In the film Alive, Parrado is played by Ethan Hawke and despite the lack of Uruguayan Spanish in the film, Hawke provides a convincing portrayal. However for all of the Hollywood’s special effects and production etiquette, the film still fails to fully convey the nightmare that was their ordeal. Perhaps producers did not have enough time or felt that audiences would have revolted at all of the details. What is clear from Parrado’s account is that the horror that existed on the mountain slope was more than anyone could have imagined. Brutal, tragic and even macabre, it is a story that no filmmaker could write, such events happen by circumstance, albeit tragic. The survivors of the crash would never be the same again and according to Nando, a couple of them struggled later in life. But their story continues to amaze and inspire and is a prime example of the tenacity of the human will to live.
The beauty of this book is that these are Nando’s words as told by him. And what we see is a young man who through fate, rises to the occasion through sheer determination to live or in the alternative meet his death while trying. I have been to Montevideo and Punta Del Este, two important cities both in Uruguay today and in Parrado’s story. I have also been to Argentina and what I found interesting was the rugby aspect of his account. Football is without question the national sport throughout Latin America. But as we learn from Nando, Christian missionaries who traveled to Uruguay from Ireland insisted that the students at Stella Maris learn the United Kingdom pastime of rugby. And it was this game that served as the basis for their fatal flight. As their situation unfolds, the teachings and team spirit kicks in as they lean on each other in the struggle for survival.
The accusations of cannibalism that they faced is addressed by Parrado and he explains how and why they reached the decision to consume the only food they had left; the deceased. I cannot imagine what it was like mentally for them to even consider such an act let alone execute it. But in desperate times, we often rely on desperate measures. Readers will assuredly be divided on the issue but what we can all agree on is that had we been in that situation, we honestly do not know what we would have done until we were left with no other choices.

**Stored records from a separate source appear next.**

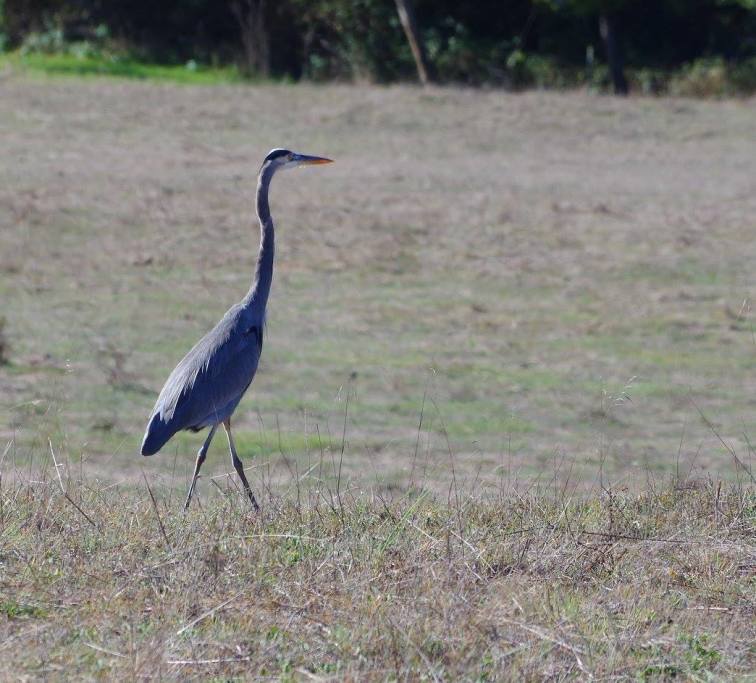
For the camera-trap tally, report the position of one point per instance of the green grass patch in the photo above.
(190, 73)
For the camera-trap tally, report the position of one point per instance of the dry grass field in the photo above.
(503, 425)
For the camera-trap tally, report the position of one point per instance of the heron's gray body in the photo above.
(206, 386)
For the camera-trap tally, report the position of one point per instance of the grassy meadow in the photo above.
(504, 420)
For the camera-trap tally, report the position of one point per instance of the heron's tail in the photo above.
(157, 435)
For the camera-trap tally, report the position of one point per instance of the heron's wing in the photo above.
(209, 380)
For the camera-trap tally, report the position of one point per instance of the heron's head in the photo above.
(280, 159)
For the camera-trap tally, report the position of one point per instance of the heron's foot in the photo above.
(252, 500)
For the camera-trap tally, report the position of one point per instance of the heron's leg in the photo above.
(238, 464)
(201, 455)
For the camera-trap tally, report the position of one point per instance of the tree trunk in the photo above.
(609, 34)
(407, 18)
(250, 15)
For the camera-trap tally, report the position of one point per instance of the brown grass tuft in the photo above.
(107, 582)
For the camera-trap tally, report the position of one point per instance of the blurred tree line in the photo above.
(515, 43)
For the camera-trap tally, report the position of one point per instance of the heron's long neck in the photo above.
(260, 288)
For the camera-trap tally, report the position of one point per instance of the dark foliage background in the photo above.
(513, 42)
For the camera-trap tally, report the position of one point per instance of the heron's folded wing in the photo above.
(210, 377)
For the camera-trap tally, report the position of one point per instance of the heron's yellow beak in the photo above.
(305, 160)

Although this is Parrado’s story, we also learn a great deal about the other players whom he becomes closer to as the ordeal goes on. By the end of the book, it is obvious that he and Canessa have become extremely close and are still friends to this day. They are bonded by their love of rugby and their shared experience on an isolated mountain in the Andes. The other survivors all play a role in the story and Parrado does not neglect their contributions and importance. I believe it is imperative to remember that many of the players were under twenty-five years of age. In fact, Carlos Páez Rodríguez turned nineteen as they face possible death. At that age, I could have never fathomed being in such a situation and the courage, tenacity and creativity displayed by the survivors is incredible.
I enjoyed this book so much that I read it one sitting while home on a dreary Saturday afternoon. But as I looked outside my window, I reminded myself that no matter how bad the weather is, it does compare to what Parrado, Canessa and the other survivors were forced to endure. The book is called Miracle in the Andes for good reason, it truly was a miracle that anyone made it off that mountain alive. Today at the age of sixty-eight, I am sure Nando Parrado remembers everything as if it happened yesterday. And until the day they leave here, Parrado, Canessa, Páez and the others will always look back at the time they came face to face with death in the Andes mountains. Now a husband and father of two adult daughters, Parrado is still a revered figure, known as an Andes survivor. A former race car driver who raced in Europe, he is long retired from the sport but his passion for all things in life is contagious and it is easy to see why he refused to give up his fight to live. This truly is a miraculous story and a great read.